Lentamente, il piacere che si irradiava dalla figa annullò il dolore delle viscere straziate, cominciai a sentire il cazzo solo come un corpo che riempiva il mio ventre e mi mossi delicatamente: ondate di piacere si scatenarono dall’utero e inondarono il ventre; cominciai a godere come una pazza e il cazzo, saldamente inastato nel mio culo, divenne meraviglioso, immenso, infinito. Mi mossi con decisione, dall’alto in basso, facendo scivolare l’ano lungo l’asta e assorbendo il piacere che i tessuti molli del ventre portavano alla figa e al cervello; lo pregai di resistere il più a lungo possibile; mi accarezzò il viso e riportò di nuovo la mano sulla mia figa, per masturbarmi. Se ne stette quasi immobile tutto il tempo che io impiegai a cavalcare la sua mazza; e un paio di volte mi strinse sui fianchi invitandomi a fermarmi per non sborrare. Lentamente, dolcemente ma decisamente, sfilò il cazzo dal culo: mi sentii quasi svuotata, quando rimase vuoto ed ebbi una smorfia di rammarico. Mi fece spostare, si alzò e sistemò sul divano alcuni cuscini; mi fece sdraiare supina, badando che i cuscini si adagiassero sotto le mie reni; si inginocchiò tra le mie cosce, mi sollevò il bacino con una mano e con l’altra guidò la punta del cazzo, stavolta verso il buco del culo. Mi penetrò dolcemente: ormai la via era aperta; quando il cazzo fu tutto dentro e il suo pube strusciava il mio, si sdraiò tutto su di me e mi baciò con intensità.

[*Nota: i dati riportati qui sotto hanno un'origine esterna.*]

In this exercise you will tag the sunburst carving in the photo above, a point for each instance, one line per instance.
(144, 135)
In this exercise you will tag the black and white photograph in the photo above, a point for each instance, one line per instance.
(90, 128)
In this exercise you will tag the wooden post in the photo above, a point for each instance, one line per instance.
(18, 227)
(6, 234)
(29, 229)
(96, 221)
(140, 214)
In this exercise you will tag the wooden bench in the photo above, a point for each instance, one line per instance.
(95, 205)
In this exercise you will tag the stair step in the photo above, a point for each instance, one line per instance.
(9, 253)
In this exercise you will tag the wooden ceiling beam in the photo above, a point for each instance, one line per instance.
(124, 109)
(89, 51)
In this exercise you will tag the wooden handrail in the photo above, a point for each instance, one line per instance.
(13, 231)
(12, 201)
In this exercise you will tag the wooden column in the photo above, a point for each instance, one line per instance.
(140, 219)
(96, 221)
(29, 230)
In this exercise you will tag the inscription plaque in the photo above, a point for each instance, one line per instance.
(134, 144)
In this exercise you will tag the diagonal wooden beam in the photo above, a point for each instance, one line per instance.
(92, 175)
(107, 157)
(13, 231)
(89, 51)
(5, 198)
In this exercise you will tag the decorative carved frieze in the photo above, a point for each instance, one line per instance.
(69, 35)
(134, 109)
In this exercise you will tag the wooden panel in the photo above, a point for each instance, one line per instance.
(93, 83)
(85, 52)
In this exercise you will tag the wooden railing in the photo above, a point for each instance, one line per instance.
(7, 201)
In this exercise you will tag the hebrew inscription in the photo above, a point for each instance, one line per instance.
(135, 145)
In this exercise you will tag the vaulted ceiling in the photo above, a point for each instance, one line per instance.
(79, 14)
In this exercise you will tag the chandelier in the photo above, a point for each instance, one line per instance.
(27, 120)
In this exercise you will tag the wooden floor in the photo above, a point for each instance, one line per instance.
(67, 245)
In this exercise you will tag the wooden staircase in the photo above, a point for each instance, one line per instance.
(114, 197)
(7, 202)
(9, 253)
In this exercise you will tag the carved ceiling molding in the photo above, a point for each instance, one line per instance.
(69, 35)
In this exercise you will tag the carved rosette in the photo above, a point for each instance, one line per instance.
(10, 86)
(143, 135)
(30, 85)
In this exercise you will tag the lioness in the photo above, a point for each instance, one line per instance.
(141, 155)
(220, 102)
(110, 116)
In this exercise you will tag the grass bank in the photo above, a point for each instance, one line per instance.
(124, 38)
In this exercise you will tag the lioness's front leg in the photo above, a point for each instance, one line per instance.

Poi cominciò a pomparmi nel culo; ed io sentii ancora la stanza ruotarmi intorno, il ventre che esplodeva nel piacere e l’orgasmo che montava imperioso; venni un paio di volte, mentre lui sembrava assaporare con gioia il passaggio lento del cazzo nella strettoia dello sfintere e nella morbidezza dell’intestino. Un paio di volte si fermò, quando il cazzo si ergeva nel culo alla massima potenza e sentivo che avrebbe potuto esplodere. Poi mi guardò con aria interrogativa: non resisteva oltre. “Vieni” gli dissi. Si avviò una cavalcata squassante che mi agitava il corpo fuori e dentro, che mi dava vertigini a ripetizione, che mi mandava in estasi. Finché lo sentii grugnire come un animale feroce ed avvertii gli schizzi di sborra che venivano sparati con furia nel mio ventre; lo abbracciai con forza, lo amai senza limiti. Quando si fu svuotato, si abbandonò sul mio corpo e sentii i palpiti impazziti del suo cuore che si andavano lentamente assestando; lo accarezzai con dolcezza, quasi per ringraziarlo del piacere che mi aveva dato. Poi si sollevò, col cazzo leggermente afflosciato a ancora ben saldo nel mio culo. Con circospezione, cominciò a ritrarlo finché, con uno strappo, lo trasse fuori facendomi lanciare un forte gemito di dolore. “E’ stata una pazzia” disse, quando si fu ripreso “e spero che non sia l’inizio di una pazzia maggiore”. “E’ stato meraviglioso” ribattei “e ti dico serenamente che spero si ripeta ancora”.